The Washington Post identified the stock sales as part of an ongoing examination of the intersection of the personal finances and professional roles of lawmakers. Congress forbids administrative officials from trading in companies that appear before them and requires federal judges to recuse themselves from cases involving companies whose stock they own.

Members of Congress, however, have created ethics rules that allow themselves to invest in companies that have interests before their committees.

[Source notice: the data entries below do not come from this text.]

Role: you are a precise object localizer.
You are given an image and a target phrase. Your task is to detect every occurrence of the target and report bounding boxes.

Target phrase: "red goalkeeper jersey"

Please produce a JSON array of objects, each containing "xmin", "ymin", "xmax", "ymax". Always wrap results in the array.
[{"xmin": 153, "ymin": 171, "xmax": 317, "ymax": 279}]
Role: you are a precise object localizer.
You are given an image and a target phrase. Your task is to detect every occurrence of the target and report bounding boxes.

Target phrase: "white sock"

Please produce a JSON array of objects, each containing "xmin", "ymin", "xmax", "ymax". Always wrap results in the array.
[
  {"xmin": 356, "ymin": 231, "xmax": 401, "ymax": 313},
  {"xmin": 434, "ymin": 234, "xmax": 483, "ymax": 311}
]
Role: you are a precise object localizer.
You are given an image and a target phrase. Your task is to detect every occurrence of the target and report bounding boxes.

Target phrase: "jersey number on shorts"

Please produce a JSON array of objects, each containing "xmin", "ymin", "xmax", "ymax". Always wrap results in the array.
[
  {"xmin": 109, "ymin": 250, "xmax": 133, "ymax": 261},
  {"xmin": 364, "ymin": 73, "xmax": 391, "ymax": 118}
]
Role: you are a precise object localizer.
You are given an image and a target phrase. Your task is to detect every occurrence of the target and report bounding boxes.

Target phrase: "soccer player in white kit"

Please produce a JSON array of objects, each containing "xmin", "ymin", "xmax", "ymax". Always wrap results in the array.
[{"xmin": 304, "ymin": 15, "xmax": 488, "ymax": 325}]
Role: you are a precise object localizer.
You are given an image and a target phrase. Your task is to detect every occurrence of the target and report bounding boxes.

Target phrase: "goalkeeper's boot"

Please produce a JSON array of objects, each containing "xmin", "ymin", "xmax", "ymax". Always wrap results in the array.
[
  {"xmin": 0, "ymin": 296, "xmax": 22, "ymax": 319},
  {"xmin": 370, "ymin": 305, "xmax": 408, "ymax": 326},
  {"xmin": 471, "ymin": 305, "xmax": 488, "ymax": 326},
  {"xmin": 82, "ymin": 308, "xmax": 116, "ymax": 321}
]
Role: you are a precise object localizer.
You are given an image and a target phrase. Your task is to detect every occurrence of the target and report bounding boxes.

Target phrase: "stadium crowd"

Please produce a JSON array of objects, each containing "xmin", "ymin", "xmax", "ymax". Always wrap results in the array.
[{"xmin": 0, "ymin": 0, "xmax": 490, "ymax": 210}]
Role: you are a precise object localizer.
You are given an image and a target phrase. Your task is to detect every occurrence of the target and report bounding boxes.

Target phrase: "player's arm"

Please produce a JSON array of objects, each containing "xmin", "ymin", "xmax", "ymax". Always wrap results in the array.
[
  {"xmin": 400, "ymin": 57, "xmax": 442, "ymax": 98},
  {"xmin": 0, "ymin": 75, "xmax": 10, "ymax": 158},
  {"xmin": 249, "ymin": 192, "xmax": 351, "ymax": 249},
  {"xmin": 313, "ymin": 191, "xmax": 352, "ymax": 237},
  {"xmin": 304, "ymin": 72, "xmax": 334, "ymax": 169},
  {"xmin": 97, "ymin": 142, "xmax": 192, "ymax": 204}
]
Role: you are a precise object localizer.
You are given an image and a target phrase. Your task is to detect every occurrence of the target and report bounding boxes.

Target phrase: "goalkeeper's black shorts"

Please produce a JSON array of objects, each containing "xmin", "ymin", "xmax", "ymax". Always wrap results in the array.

In an interview, Isakson said the timing of his GameStop trades and the investigation was coincidental. He said he was “not engaged at all” in his stock portfolio, which is handled by a professional manager. He said he had no conflict, because he was unaware of the committee investigation at the time, did not attend the hearing and has no memory of the issue.

“I’m not embarrassed about anything,” Isakson said. “I’ve always believed in total transparency, which is why you’ve got all the information you’ve got.”

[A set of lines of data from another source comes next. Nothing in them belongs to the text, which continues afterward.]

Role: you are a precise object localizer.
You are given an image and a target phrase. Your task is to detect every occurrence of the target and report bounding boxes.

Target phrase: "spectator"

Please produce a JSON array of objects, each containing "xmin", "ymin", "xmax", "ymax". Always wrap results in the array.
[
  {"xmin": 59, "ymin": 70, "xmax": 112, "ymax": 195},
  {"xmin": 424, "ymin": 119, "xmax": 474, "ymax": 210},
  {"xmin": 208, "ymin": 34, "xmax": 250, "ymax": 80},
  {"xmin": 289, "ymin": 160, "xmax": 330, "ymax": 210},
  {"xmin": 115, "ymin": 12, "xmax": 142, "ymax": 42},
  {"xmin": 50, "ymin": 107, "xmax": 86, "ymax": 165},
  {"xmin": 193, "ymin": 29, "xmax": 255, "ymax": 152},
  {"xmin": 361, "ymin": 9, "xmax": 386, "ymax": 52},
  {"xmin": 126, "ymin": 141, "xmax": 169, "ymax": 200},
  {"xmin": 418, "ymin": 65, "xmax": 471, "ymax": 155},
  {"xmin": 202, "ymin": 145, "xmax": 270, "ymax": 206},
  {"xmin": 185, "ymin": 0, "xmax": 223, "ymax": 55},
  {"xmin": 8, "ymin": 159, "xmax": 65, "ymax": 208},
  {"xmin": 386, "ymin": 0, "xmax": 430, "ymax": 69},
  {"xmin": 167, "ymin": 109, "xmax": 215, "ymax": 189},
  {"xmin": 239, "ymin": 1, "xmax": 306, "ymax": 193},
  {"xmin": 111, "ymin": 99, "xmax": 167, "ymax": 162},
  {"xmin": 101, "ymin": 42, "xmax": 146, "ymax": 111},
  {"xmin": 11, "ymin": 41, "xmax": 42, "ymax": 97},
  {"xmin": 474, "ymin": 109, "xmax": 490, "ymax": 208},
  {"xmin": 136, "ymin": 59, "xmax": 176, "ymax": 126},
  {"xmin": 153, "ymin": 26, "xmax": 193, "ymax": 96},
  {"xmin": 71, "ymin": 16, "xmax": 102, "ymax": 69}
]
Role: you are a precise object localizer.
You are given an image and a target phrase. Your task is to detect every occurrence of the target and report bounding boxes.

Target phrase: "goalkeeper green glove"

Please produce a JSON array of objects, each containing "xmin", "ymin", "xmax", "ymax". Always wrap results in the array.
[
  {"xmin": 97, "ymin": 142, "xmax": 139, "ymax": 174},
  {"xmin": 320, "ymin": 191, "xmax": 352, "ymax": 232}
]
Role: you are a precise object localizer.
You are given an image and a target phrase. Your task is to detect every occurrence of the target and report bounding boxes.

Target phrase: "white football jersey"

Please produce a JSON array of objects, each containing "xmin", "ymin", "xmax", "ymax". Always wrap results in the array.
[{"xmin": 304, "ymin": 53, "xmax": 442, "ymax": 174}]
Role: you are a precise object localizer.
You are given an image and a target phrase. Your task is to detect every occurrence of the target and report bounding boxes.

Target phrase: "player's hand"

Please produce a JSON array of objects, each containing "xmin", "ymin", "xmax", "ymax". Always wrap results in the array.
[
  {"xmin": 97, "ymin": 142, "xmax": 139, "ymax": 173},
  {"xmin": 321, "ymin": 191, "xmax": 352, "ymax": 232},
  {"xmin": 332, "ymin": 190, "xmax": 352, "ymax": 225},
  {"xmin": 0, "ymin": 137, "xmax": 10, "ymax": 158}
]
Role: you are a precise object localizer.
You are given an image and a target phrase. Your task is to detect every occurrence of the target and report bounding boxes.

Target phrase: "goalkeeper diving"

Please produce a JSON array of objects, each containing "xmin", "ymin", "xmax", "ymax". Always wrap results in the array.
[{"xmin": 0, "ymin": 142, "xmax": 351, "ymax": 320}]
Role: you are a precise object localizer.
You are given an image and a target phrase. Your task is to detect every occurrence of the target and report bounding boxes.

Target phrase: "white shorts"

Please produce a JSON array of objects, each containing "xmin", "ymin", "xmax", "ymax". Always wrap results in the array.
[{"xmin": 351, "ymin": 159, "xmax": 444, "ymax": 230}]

Isakson’s investment manager, James C. Hansberger of Morgan Stanley Smith Barney, said the senator had not provided any guidance to him about buying or selling the stock.

“Senator Isakson and I have never discussed the company or the stock, GameStop,” Hansberger said in a written statement released by the senator’s office.

The Senate investigation focused on billing complaints from consumers who alleged that online stores were passing their credit card numbers to shopping clubs they did not realize they had joined.

On May 27, 2009, the committee issued a news release announcing the inquiry, naming the shopping clubs but not GameStop. It received little notice.

At the time, Isakson owned between $50,000 and $100,000 worth of GameStop stock. He had purchased it two months earlier for about $27 a share, according to his financial disclosure form.

On June 18, Isakson sold all of his stock in GameStop for about $23 a share. He sold the stock after holding it for less than three months. The other three stocks that he had bought in March he held for longer periods, an average of eight months.

Smith, who had owned the stock since January 2008, sold off shares worth between $1,000 and $15,000 on May 27. In July and October, Smith also sold off all his shares, worth between $3,000 and $45,000, in two other companies being looked at by the Commerce Committee — Pizza Hut’s parent company and Avis Budget Group.

Smith said the trades posed no conflict, because they were handled by his investment advisers without his input.